De qualquer forma, já que teve que ir para a Espanha, Júlio faz do limão uma limonada e aproveita os quatro anos seguintes nas ensolaradas planícies desse país para aprender inúmeras coisas, treinar uma magnífica força montada, com os inigualáveis cavalos locais, para servir de apoio a sua nova legião, a Décima - sucessora da lendária Primogênita de seu tio Mário - e, como é um sujeito prático, também para amealhar uma considerável fortuna mediante a exploração das minas de ouro ibéricas. Tal riqueza, a rigor, pertence à República, mas vem a servir para tornar possíveis diversos projetos de César que, ao fim de tudo, visam o bem de Roma... De certa maneira. Ao seu lado estão todos os seus companheiros fiéis: seu primo adolescente, Otaviano; Brutus, o amigo de infância; Rênio, o mestre da espada; Cabera, o curandeiro; e Domício, um centurião da Décima. Mais importante que tudo, César mostra-se um governante consciente e visionário, que já sonha com o dia em que os povos conquistados cooperarão com Roma não por medo, mas por convicção.

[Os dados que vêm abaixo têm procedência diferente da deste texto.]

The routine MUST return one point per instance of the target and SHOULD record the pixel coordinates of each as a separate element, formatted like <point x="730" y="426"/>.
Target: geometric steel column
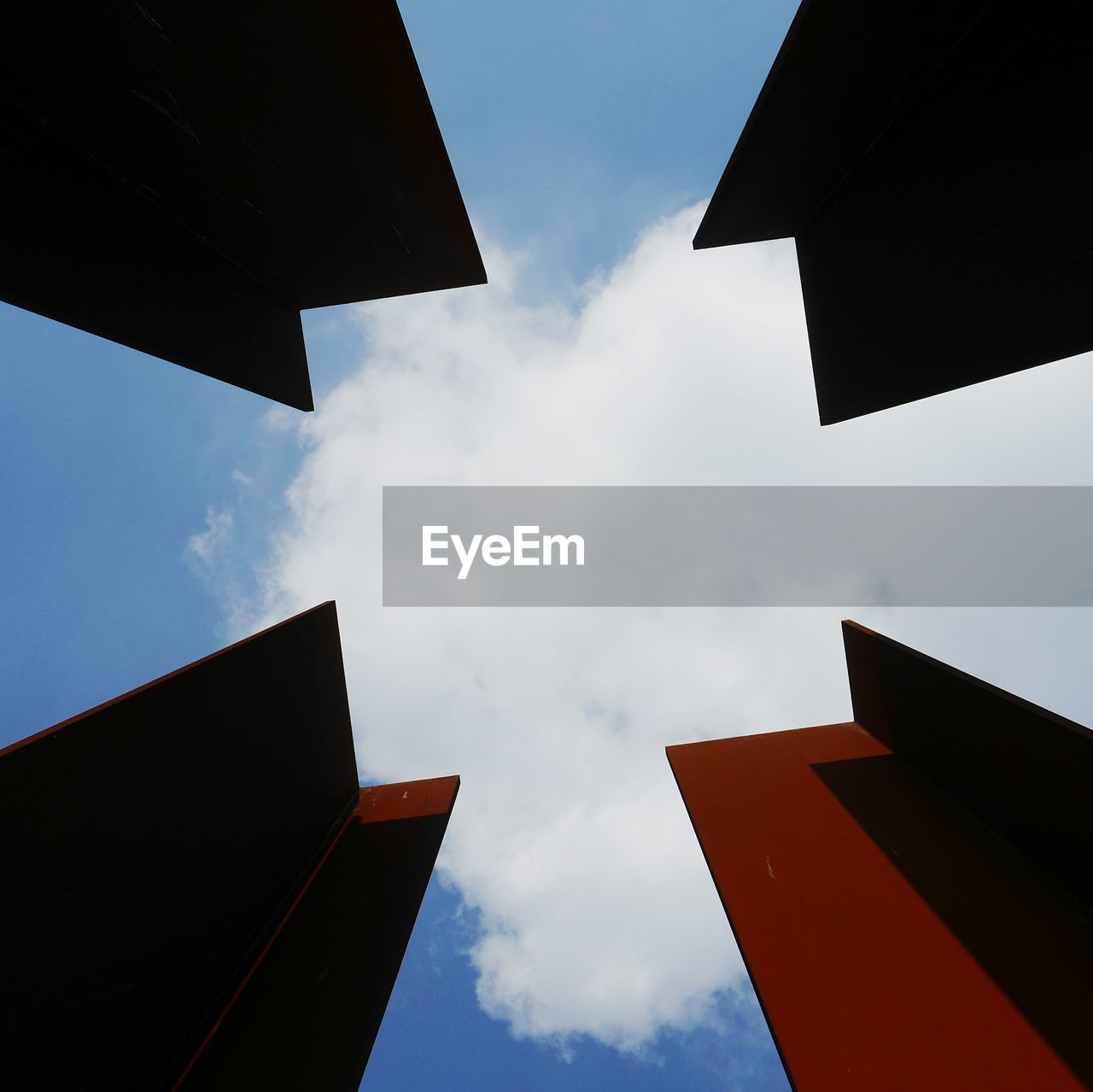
<point x="932" y="161"/>
<point x="186" y="176"/>
<point x="197" y="892"/>
<point x="912" y="891"/>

Inesperadamente, Servília, a mãe de Brutus, aparece do nada, com algumas de suas "meninas" e o projeto de abrir em Valência uma filial de seu luxuoso lupanar em Roma, aproveitando o fato de que seu filho é um dos principais oficiais da legião local, o que garantirá que o estabelecimento possa operar em segurança (ela não é nada tola). O que não estava em seus planos era acabar envolvendo-se com Júlio, que, tendo ficado viúvo muito jovem e vivendo há anos numa espécie de celibato, acaba não resistindo aos encantos dela, apesar de ter a idade de seu filho - é bom lembrar que o autor tomou certas liberdades, como detalhei em minha resenha do primeiro volume, Os Portões de Roma: César e Servília realmente foram amantes, mas provavelmente sob condições bem diferentes.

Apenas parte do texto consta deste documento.